Alan Farkas: We’ve had a great record getting cases dismissed through summary judgment (a procedure for dismissal at an early stage). From your experience is there anything the municipal defendants can do to make it more likely that any claims against them will receive favorable treatment at the summary judgment stage?
Carlos Arévalo: Summary judgment is not applicable in the labor context and parties that cannot resolve their differences will have to proceed to hearing.
Julie Proscia: Consistency, consistency, consistency. Follow your stated policies, procedures, and practices.
Mike McGrory: Summary judgment is often won or lost based on deposition testimony. The best thing defendant witnesses can do is to prepare well for their depositions. Yet, officers, who are used to testifying, sometimes blow off preparing for their depositions. Counsel, too, must prepare for depositions, even when merely defending them. Counsel should have a summary judgment strategy in place and do everything possible to promote that strategy whether defending or taking depositions.
Tom Hayden: Cameras! It is often very difficult, if not impossible, to obtain summary judgment on police civil rights cases, especially 4th and 8th amendment cases involving excessive force. Where there is a clear video of the event, however, we are much more likely to prevail on a dispositive motion. In fact, there is published federal case law which indicates that a court should grant more weight to a video recording than any other evidence before it. I highly recommend the use of body cameras where a municipality has the budget. I believe that we will start to see gun cameras at some point (taser already equips some of its stun gun models with cameras) and police departments should welcome these devices as well.

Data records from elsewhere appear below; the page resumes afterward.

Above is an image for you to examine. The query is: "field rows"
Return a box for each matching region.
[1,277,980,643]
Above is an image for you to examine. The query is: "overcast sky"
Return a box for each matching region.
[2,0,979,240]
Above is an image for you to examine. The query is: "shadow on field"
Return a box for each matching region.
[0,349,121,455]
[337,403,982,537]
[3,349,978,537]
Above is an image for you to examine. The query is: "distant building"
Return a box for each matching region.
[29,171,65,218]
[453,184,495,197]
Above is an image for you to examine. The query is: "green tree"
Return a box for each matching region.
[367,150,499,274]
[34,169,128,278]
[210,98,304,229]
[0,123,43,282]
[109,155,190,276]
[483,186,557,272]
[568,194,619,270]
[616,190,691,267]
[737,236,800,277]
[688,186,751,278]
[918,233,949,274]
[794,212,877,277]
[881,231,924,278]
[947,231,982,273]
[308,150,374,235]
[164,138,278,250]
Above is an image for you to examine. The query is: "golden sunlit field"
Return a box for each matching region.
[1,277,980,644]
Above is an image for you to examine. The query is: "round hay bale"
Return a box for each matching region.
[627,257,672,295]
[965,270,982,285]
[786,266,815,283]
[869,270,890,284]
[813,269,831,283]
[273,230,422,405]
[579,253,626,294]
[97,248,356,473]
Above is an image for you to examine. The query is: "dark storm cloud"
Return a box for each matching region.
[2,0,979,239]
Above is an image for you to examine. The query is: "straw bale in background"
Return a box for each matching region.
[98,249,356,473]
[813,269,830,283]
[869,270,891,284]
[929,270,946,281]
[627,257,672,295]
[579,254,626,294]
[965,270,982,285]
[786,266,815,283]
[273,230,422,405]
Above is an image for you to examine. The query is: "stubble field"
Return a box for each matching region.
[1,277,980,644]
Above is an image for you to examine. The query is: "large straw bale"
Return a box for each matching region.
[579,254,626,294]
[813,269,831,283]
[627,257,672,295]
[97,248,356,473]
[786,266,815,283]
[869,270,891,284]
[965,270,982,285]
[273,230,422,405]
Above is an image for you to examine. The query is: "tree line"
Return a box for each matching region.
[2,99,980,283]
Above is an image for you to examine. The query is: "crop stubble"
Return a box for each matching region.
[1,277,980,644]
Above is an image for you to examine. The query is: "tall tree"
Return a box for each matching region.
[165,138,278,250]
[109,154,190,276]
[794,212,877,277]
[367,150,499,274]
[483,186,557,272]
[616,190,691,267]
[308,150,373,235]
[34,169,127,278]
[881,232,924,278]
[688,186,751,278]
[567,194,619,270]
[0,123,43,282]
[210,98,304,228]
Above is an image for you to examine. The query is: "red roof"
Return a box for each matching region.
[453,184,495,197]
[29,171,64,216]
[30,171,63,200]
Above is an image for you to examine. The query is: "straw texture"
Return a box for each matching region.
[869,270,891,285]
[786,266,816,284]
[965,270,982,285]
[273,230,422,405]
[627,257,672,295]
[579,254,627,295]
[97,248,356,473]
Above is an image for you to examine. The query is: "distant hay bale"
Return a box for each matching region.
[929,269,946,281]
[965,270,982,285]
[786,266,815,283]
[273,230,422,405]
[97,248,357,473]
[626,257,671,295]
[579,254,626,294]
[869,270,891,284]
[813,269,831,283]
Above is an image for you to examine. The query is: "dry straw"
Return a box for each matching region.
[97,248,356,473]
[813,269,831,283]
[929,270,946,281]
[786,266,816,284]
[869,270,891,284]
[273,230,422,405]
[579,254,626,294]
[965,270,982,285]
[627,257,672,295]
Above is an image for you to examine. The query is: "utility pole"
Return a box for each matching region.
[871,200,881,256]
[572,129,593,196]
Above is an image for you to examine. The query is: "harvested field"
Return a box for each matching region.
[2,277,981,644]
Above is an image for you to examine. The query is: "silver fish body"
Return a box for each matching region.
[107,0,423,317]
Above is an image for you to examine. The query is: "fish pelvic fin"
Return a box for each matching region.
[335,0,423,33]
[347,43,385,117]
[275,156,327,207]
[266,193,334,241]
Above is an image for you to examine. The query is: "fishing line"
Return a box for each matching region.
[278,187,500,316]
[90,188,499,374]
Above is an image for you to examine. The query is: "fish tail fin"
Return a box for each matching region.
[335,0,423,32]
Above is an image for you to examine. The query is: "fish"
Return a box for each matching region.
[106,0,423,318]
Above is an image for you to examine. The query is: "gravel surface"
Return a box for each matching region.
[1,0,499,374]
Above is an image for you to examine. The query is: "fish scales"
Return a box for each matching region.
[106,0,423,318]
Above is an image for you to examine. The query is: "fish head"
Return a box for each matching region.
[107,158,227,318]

Alan Farkas: Let’s turn to avoiding claims altogether. How far can implementing best practices go in staving off claims?
Carlos Arévalo: Clearly, we place a huge emphasis on the importance of being consistent when managing employees and employee related matters. Consistency in handling employee disputes not only lessens the likelihood of disputes occurring, but it lays the foundation for a successful defense of any claim that may be filed against the municipality.
Julie Proscia: Untrained or rogue supervisors become our own worst enemy. Training supervisors to ensure that we are consistently following our policies, CBA terms, and practices are imperative.
Alan Farkas: Is there any training you would recommend to help our clients to better insulate themselves?
Carlos Arévalo: We offer training related to best practices when handling employee complaint investigations and employee policies generally. Training sessions are also specific to matters involving harassment, anti-discrimination and diversity, and are fashioned specifically for employees and supervisors given the latter’s obligations to administration of the policies and collective bargaining agreements.
Mike McGrory: For police departments, documenting the reasons behind every action is key. A well-documented encounter may stave off a lawsuit entirely, and, if not, those documents may prove vital at summary judgment or trial stages.
Mike McGowan: I completely agree that training is key, but not just administrative tasks – operational training is critical to defending lawsuits too. I’m not just talking about avoiding accidents, but think about this: if a camera is inoperable or inactive, this is worse than if it was not present in the first place. Now, we’ve got an officer who appears to have tried to cover his tracks! Even if there is an innocent reason that the camera was not activated, the plaintiff’s attorney will argue that it was nefarious and some jurors may infer ill intent on the part of the officers training.
Alan Farkas: If I may sum up what our attorneys provided, it goes something like this: With good policies, procedures and training, our clients can significantly minimize their claim exposure. Good record keeping practices can help us to assure the best outcomes for our clients. Finally, when it comes to litigation and trial, having experienced trial lawyers who can work with the critical witnesses and convey a convincing theme to your arbitrator, judge, or jury can make a world of difference.